You’ve almost certainly seen the lint error before “Nested weights are bad for performance.” How bad are they, though? My plan is to create a sample application with a nested view hierarchy using Linear Layouts and compare it to the same layout using the Percent Layout included in the support library.

 

The Android Framework creates the layout made in your XML file in three steps: Measure, Layout, and Draw. Within these three steps, the XML file will go from code to being drawn on the screen for the user to interact with. It is also within these three steps that you as a developer will have access to modify what is happening when creating a custom view in the three methods onMeasure(), onLayout(), and onDraw(). Let’s look at each step a little more closely.

 

The very high-level picture of what’s happening during onMeasure() is beginning at the root node of the view tree, each parent node will give instructions to their children saying “This is how big you can be.” The child will store this information to use during the onLayout() method call.

 

In onLayout(), the parent node will use the values their children stored in onMeasure() to place them where they will be drawn in the final step, onDraw().

 

In onDraw(), the views are finally placed on the screen. It starts by the root node completing its onDraw() method, and then will traverse the tree to its children to ask them to complete their onDraw() method as well. This will continue to happen until all views in the view tree are finally placed on the screen.

 

Now, let’s take a look at why exactly nested weights are bad for performance. Let’s say we have this layout structure in our XML file:

<RelativeLayout>
<TextView>
</RelativeLayout>

We know from our introduction what steps will happen, but let’s also take a minute to talk about the number of times each one of those steps happen with this simple layout. When you have a relatively flat structure like this, each one of the onMeasure(), onLayout(), and onDraw() methods will be called twice for RelativeLayout and once for the TextView. You can take a look at this video given at Google IO 2013 to have a better idea of why a RelativeLayout will always require two passes of these methods.

 

So let’s take a look at a layout that has a nested LinearLayout with non-zero weights associated with each of the LinearLayouts.

 

This is a common layout you might see if you’re looking to equally divide the screen into four equal segments, similar to this image

 

The issue arises when you take into account the amount of passes this layout will take in order to draw itself on the screen. (It should be noted that the same amount of passes are required when talking about nested Relative Layouts. This can be referenced in that same Google IO 2013 video linked earlier.)

 

The Problem

 

For every nested LinearLayout in this previous example, the amount of passes required will increase exponentially. So in the previous example, four passes will be required to layout, measure, and draw that XML file. If you add another set of Linear Layouts, the number of passes will be 8. This is taken directly from the lint message you will see in Android Studio with nested Linear Layouts:

 

“Layout weights require a widget to be measured twice.

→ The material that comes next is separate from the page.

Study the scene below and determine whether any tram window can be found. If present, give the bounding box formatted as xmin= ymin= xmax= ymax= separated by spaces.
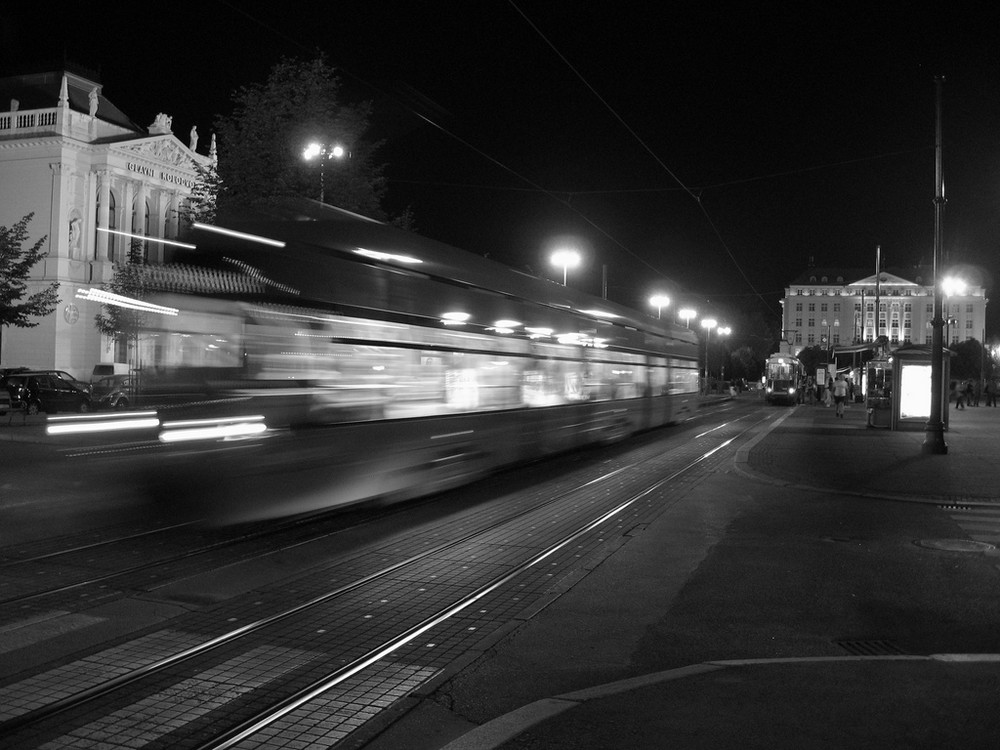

When a LinearLayout with non-zero weights is nested inside another LinearLayout with non-zero weights, then the number of measurements increase exponentially.”

 

Alternative

 

So now that we know why nested Linear Layouts are bad for performance, let’s talk about an alternative using our current example, now using a Percent Layout. Note you can include the Percent Layout by adding this line to your build.gradle file:

 

compile ‘com.android.support:percent:<latest support version>’

 

You can now apply these fields to your views within a view in your Percent Layout:

 

• layout_widthPercent
• layout_heightPercent
• layout_marginPercent
• layout_marginLeftPercent
• layout_marginTopPercent
• layout_marginRightPercent
• layout_marginBottomPercent
• layout_marginStartPercent
• layout_marginEndPercent
• layout_aspectRatio

 

So we can now do something like this in our XML:

 

<PercentLayout>
<Button
app:layout_widthPercent=”25%”
app:layout_heightPercent=”25%”/>
</PercentLayout>

 

The full source code that recreates the original example with nested Linear Layouts is found here.

 

By inspecting the source code of the Percent Relative Layout, we can see that the layout is just an extension of Relative Layout, so we will still need to take into consideration the same things when considering using a Percent Relative Layout as we would when using a regular Relative Layout. However, when comparing Percent Relative Layout to a layout using nested Linear Layouts, performance is better when using Percent Relative Layout. Here are some screenshots I took using the Hierarchy Viewer from the Android SDK.

Percent Layout:

Full Tree here
The branch that we are most concerned with here
A close up inspection of the base node of our layout here

Linear Layout:

Full Tree here
The branch that we are most concerned with here
A close up inspection of the base node of our layout here

 

When profiling the main Content Frame Layout node in the view tree for our sample application, we can see a comparable Measure and Layout times between the two, but when comparing the Draw times, the Percent Layout was around 67% faster when actually drawing the views on screen. When we compare the the Measure, Layout, and Draw times for each of the four buttons that make up our layout, we can see the Hierarchy Viewer gives a green circle for all four buttons for the Measure, Layout, and Draw times while some of the buttons in the Linear Layout has yellow for its Measure, Layout, and Draw times. Taken from the developer document for the Hierarchy Viewer, the colors of the button represent the following:

 

• Green: For this part of the render time, this View is in the faster 50% of all the View objects in the tree. For example, a green dot for the measure time means that this View has a faster measure time than 50% of the View objects in the tree.
• Yellow: For this part of the render time, this View is in the slower 50% of all the View objects in the tree. For example, a yellow dot for the layout time means that this View has a slower layout time than 50% of the View objects in the tree.
• Red: For this part of the render time, this View is the slowest one in the tree. For example, a red dot for the draw time means that this View takes the most time to draw of all the View objects in the tree.

 

Conclusion

 

In conclusion, while nested Linear Layouts won’t completely interrupt the UI thread, especially when we consider a simple layout like in our example, performance loss will become a lot more obvious when having a much deeper nesting structure and should be avoided if possible. As an alternative, the Percent Layout offers a more performance friendly way to achieve a layout structure that most people would commonly use nested Linear Layouts to achieve.